Cyber fines piling up in EMEA, but insurance may not cover them

New report exposes a widening gap between regulatory risk and the protections most policies actually provide

Cyber fines piling up in EMEA, but insurance may not cover them

Cyber

By Kenneth Araullo

Businesses operating in EMEA face increasing exposure to regulatory penalties that may not be covered by existing cyber insurance policies – a gap that has widened as enforcement activity intensifies across the bloc and new frameworks come into force.

A report produced jointly by Aon and global law firm A&O Shearman found that while exposure to cyber fines is expanding, the insurability of those penalties remains uncertain and varies by jurisdiction.

Many fines are only insurable to the extent permitted by local law, leaving organisations potentially liable even if they hold cyber insurance.

Defence, investigation, breach notification, business interruption, and remediation costs are more consistently covered under cyber policies. The report identifies this as a widening gap between regulatory risk and insurable protection.

The warning comes as European data protection authorities continue to levy significant penalties. According to industry data, regulators issued roughly €1.2 billion in GDPR fines during 2025, bringing total penalties since the regulation came into force in 2018 to approximately €7.1 billion.

Ireland's Data Protection Commission fined TikTok €530 million for transferring European users' personal data to servers in China without adequate protections. Meta was hit with a €479 million fine by a Madrid court for unlawfully processing user data, while France's CNIL fined Google €200 million for placing advertisements disguised as emails into Gmail inboxes without valid consent.

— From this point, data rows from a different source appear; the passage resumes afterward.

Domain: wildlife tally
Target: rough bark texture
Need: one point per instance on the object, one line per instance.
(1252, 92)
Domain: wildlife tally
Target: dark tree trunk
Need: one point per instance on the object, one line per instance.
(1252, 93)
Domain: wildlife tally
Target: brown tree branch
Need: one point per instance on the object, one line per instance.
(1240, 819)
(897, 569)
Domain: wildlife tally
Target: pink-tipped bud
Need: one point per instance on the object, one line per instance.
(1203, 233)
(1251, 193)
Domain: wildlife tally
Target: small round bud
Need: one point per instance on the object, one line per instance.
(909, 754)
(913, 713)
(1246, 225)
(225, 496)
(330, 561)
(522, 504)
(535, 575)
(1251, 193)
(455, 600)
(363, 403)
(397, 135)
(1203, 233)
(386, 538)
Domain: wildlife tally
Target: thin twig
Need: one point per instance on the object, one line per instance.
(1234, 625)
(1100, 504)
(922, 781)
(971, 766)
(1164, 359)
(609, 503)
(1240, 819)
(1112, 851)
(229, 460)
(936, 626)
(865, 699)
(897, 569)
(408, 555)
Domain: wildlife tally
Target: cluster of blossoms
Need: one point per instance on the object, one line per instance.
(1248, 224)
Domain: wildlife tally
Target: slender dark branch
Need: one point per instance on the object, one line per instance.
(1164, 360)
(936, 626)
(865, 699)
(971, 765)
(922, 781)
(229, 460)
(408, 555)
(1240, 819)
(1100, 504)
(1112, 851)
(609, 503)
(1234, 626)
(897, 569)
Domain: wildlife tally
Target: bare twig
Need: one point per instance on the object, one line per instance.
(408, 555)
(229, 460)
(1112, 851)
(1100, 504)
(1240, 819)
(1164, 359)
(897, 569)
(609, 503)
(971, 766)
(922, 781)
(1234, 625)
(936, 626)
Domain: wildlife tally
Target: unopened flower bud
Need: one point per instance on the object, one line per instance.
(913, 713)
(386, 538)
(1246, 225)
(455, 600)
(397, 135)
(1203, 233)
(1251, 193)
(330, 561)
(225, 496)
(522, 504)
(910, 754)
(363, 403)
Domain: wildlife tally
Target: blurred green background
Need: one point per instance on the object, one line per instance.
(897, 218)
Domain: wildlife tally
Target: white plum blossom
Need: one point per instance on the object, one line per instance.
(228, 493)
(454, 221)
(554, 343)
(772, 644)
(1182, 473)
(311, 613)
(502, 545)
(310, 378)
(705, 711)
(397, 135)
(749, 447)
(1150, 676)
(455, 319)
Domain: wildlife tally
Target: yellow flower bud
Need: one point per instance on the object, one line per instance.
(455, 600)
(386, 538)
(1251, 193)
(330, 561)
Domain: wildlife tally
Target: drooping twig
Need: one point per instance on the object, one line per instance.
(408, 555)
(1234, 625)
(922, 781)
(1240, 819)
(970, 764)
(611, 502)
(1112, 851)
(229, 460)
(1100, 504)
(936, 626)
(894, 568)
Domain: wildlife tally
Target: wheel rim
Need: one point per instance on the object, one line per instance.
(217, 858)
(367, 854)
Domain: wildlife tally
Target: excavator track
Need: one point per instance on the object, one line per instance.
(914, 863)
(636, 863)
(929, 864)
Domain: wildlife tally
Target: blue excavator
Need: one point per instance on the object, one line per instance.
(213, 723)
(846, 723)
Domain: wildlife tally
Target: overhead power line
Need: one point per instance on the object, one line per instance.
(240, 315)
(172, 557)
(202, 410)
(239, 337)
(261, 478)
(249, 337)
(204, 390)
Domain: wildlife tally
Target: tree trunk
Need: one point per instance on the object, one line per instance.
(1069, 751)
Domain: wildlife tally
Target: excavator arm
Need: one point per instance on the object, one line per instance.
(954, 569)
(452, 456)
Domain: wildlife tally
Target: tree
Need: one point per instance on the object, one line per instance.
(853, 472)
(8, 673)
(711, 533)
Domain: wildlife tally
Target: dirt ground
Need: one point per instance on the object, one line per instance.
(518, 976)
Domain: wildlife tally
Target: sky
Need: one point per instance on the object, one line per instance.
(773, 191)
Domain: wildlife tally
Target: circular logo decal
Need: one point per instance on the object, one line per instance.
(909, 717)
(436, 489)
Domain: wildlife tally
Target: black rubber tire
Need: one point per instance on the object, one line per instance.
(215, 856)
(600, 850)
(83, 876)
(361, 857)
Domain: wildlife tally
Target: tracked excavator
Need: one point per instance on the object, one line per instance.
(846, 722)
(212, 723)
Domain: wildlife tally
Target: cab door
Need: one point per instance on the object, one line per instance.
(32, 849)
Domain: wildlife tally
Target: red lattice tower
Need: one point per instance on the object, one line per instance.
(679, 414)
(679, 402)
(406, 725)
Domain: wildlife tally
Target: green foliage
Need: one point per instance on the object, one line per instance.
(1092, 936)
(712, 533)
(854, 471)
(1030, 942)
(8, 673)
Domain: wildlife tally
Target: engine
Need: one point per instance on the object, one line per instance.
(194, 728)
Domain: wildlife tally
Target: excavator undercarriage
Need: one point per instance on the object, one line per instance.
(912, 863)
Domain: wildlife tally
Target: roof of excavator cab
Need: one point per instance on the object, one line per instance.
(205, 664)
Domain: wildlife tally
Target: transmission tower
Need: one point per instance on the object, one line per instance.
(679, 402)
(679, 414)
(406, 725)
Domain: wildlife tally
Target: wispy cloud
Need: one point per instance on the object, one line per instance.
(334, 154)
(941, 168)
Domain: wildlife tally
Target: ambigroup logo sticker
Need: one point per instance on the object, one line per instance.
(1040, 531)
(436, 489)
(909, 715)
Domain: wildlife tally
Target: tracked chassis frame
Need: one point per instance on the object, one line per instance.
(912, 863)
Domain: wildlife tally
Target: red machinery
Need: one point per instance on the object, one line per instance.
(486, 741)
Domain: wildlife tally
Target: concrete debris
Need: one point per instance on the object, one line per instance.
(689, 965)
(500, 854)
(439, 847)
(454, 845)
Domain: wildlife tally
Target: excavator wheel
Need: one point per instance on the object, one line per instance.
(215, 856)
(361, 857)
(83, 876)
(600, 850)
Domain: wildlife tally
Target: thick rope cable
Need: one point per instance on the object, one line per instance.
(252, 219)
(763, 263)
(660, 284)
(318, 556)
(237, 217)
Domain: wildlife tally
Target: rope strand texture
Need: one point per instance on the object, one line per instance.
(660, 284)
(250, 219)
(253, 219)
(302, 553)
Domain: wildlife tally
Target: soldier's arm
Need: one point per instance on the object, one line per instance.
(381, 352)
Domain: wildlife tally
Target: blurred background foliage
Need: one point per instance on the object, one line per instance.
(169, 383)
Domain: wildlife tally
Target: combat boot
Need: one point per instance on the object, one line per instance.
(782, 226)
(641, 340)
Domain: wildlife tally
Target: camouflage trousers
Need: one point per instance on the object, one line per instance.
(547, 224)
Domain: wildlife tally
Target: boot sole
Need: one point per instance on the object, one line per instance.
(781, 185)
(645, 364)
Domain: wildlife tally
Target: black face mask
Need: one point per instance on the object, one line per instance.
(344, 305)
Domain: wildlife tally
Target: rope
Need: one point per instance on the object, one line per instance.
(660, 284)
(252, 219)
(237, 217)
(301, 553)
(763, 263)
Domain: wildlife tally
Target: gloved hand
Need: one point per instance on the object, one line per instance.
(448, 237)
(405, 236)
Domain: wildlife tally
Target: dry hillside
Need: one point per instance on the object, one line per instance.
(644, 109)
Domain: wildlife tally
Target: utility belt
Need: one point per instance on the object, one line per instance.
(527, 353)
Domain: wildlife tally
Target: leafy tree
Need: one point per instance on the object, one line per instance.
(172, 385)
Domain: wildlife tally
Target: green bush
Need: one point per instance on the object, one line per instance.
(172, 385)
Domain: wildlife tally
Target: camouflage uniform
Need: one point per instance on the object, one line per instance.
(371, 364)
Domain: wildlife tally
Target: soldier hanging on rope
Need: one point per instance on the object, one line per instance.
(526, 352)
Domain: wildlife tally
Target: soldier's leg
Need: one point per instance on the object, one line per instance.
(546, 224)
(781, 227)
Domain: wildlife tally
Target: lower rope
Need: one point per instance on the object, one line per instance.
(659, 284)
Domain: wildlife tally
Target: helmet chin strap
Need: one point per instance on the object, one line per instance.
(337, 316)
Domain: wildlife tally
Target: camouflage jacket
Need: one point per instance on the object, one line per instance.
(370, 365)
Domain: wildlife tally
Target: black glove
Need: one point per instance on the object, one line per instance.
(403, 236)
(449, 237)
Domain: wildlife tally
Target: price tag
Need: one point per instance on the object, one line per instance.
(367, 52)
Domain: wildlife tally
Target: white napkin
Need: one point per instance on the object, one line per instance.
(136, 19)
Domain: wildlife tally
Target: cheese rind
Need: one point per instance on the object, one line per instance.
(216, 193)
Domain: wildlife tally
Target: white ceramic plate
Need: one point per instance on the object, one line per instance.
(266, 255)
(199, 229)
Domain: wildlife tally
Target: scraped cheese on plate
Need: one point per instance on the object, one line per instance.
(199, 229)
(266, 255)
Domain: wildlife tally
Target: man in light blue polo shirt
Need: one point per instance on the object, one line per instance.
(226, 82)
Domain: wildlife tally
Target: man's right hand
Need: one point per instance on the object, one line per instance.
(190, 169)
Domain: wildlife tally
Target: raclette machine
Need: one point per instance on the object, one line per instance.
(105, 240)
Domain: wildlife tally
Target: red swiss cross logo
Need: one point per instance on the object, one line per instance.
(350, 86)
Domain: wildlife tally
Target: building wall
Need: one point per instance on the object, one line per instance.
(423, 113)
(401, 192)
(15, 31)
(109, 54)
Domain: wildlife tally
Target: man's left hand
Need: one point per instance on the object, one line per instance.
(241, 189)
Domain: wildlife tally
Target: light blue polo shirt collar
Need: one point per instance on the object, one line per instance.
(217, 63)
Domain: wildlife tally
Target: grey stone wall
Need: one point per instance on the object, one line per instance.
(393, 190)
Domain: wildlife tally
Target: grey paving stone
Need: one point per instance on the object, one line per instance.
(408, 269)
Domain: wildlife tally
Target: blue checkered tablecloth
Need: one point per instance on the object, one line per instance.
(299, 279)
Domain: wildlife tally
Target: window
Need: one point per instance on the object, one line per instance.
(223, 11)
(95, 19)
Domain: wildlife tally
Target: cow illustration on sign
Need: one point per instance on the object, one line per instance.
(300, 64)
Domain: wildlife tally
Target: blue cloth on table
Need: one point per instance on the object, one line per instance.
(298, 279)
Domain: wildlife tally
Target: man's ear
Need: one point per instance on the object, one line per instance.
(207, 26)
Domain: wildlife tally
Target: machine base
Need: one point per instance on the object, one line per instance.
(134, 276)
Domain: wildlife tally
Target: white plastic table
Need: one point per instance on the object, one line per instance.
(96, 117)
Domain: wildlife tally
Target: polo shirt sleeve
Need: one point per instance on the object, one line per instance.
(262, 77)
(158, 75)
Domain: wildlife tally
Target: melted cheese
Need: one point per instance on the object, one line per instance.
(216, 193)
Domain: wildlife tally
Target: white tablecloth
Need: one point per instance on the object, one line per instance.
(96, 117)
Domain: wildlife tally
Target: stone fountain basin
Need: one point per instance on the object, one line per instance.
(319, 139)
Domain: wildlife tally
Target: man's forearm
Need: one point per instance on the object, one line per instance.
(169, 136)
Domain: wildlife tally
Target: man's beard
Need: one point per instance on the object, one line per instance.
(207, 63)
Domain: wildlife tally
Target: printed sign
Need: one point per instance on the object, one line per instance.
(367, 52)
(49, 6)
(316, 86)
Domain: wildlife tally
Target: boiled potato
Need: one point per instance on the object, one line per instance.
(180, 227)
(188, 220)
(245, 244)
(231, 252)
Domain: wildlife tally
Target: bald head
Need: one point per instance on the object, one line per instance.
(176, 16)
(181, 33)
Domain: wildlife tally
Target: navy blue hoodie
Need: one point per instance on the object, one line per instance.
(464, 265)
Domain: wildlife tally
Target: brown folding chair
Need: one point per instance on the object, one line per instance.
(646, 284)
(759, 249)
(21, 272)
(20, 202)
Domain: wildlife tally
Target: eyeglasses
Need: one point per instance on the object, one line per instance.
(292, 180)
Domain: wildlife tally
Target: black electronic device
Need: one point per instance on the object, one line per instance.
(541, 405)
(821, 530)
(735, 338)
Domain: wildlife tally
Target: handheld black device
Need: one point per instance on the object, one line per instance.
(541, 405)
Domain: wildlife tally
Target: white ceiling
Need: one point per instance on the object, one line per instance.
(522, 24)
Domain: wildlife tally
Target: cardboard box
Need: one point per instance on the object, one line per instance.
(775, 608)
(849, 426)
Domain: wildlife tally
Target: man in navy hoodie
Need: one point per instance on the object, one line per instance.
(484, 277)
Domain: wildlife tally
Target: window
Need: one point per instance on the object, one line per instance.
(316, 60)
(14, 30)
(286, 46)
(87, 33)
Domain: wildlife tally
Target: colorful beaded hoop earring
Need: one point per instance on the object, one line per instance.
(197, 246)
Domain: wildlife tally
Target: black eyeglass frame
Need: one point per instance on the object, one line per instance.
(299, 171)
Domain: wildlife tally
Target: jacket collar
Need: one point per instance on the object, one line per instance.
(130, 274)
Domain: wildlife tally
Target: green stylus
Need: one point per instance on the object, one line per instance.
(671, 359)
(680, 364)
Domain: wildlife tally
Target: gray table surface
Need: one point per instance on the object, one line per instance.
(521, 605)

The coverage gap exists despite projections that the worldwide cyber insurance sector will surpass $30 billion by the end of the decade. Allianz Commercial has noted that overall adoption rates remain modest, with many companies unaware of the breadth of coverage offered.

Regulatory timelines

Organisations now face compliance requirements under multiple frameworks beyond GDPR. The Digital Operational Resilience Act has been in force since January 17, 2025, while the NIS2 Directive required member states to transpose its provisions into national law by October 2024 – though as of June 2025, only 14 EU member states had fully done so.

The EU AI Act follows a phased implementation, with prohibited AI systems banned from February 2025 and full compliance required by August 2027.

Breaches can trigger fines of up to 3% of global turnover, or 7% for prohibited practices – penalties that may apply on top of fines under GDPR, NIS2, and DORA.

Comparable regimes are also developing in the UK, South Africa, and Saudi Arabia.

Governance and mitigation

The report noted that enforcement has become more assertive, with authorities now testing technical and governance controls. Non-monetary sanctions such as operational suspensions, management bans, and public enforcement decisions can disrupt business operations and are generally not insurable.

Pablo Constenla (pictured above), head of coverage and claims for cyber and financial lines at Aon in EMEA, said regulators are taking a more hands-on approach.

"Businesses need to understand how fines and penalties are treated across jurisdictions and ensure that their governance, reporting and compliance frameworks are robust enough to withstand scrutiny," he added.

David Molony, head of cyber solutions EMEA at Aon, said organisations that integrate incident response planning with risk oversight and cross-functional coordination are better positioned to maintain operational resilience.